Mutations are passed into the next generation and if we assume that only chickens can laid chicken eggs then the paradox solution is as follows :
A proto chicken (soemthing extremely similar to a chicken but not yet one) laid a proto egg of which a chicken hatched and then it could laid a chicken egg.
Here there is a reduced scope version saying that proto chicken can lay eggs, which depends on the eggs definition may not be 100% acceptable
bryndos@fedia.io 3 days ago
I think it you take any example of a chicken that is alive today and were able to trace back its ancestry far enough then you'd eventually find an ancestor that most reasonable people would agree is not a chicken. And probably many of those "non-chicken" ancestors did hatch out of "non-chicken" eggs. So I think that it is most likely that some "non-chicken" egg existed before, and forms part of the direct ancestry of, every chicken that has ever lived. If that's what you're asking.

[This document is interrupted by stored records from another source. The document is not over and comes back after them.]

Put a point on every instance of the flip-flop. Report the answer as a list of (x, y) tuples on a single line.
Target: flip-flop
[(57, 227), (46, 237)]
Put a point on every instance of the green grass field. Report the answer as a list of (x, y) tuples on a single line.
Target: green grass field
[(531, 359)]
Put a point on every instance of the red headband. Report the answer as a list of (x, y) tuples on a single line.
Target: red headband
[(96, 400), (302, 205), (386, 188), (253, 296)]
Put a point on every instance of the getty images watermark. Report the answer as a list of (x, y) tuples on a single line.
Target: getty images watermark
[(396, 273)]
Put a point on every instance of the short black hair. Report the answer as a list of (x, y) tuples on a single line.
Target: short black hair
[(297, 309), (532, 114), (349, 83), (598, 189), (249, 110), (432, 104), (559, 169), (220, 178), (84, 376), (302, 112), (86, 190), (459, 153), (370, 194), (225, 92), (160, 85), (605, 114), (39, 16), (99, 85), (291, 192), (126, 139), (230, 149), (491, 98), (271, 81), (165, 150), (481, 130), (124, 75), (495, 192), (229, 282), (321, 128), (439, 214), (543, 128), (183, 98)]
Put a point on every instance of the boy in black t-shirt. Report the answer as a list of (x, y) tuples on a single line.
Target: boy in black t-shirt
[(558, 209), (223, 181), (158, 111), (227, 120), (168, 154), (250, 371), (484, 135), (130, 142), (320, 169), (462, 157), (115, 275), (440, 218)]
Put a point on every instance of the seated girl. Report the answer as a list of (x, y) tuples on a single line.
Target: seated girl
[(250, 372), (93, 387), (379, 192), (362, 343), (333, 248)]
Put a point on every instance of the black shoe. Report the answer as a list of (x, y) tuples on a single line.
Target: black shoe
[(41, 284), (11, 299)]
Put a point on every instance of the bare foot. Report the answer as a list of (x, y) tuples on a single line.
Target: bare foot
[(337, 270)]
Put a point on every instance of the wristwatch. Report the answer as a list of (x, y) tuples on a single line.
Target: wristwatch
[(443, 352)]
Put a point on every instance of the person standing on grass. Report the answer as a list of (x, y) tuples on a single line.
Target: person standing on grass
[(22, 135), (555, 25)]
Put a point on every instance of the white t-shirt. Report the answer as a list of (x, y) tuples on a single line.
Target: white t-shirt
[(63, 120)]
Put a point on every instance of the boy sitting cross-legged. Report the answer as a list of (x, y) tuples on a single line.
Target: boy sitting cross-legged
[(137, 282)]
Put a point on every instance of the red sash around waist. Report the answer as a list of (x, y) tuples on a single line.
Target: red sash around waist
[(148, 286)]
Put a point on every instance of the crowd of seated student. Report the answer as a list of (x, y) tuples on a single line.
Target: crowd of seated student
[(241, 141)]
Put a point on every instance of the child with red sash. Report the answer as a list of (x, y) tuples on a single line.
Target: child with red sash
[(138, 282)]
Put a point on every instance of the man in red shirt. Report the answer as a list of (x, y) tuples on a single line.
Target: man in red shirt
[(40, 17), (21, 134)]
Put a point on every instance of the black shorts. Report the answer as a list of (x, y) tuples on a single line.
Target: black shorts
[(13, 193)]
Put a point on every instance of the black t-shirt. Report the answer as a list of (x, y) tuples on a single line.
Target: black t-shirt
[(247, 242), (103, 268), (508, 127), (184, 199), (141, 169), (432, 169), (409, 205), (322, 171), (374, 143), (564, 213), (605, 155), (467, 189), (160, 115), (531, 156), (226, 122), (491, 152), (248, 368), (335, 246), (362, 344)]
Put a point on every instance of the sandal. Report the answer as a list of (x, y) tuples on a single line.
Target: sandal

Many of the arguments to support 'chicken' being first seem to add the assumption that "egg" must mean "chicken-egg". That assumption doesn't seem reasonable to me, especially in the context of ancestry. Maybe it would be reasonable to creationists though - so frankly if someone does believe that I'd just walk away and let them "win". I'd rather find a natural history museum and see if they have any proto-chicken exhibits than waste time with people like that.
My answer is also based on extra assumptions too. I've slotted the indefinite article in to the gap "[a] chicken", and worse replaced the definite article "the" with the indefinite "an" in reference to 'the' egg. People will argue about that, but the question is ambiguous, and needs to be more specific.
'Which came first the troll or the bait?'AbouBenAdhem@lemmy.world 3 days ago
The egg is the same organism as the individual that hatches out of it.
It’s like saying “which came first, the child or the adult”?
over_clox@lemmy.world 3 days ago
Donkeys and horses don’t even have the same number of chromosomes.
But they can breed, which creates a mule (which is usually infertile, but not always).
Just because animals breed doesn’t make the offspring the same species.
TropicalDingdong@lemmy.world 3 days ago
Just because animals breed doesn’t make the offspring the same species.
Species is a construct and falls apart very quickly outside of the common barnyard and kidsbook animals. It can be a useful construct for understanding some things, but its not a “thing” that inherently exists in biology.
We can impose an idea on organisms, but they have no obligation to follow it.
AbouBenAdhem@lemmy.world 3 days ago
No, but the fallacy is in thinking the new species appears when the egg hatches, rather than when it’s fertilized. The egg is already the new offspring.
Patnou@lemmy.world 3 days ago
Well now that you mention it.
notsosure@sh.itjust.works 3 days ago
The question is moot, as soon as you start digging into embryology and evolution.
Sanctus@anarchist.nexus 3 days ago
Eggs existed before chickens. The fossil record is the scientific answer.
TropicalDingdong@lemmy.world 3 days ago
100%. But I do want to note for those in the back seats, matrotrophy and integumentation evolved multiple times and independently in other lineages, like plants and algae. So even though plants follow the same “sperm and egg” pattern, its evolution is wholly independent. Turns out investing in the next generation is a broadly advantageous evolutionary strategy.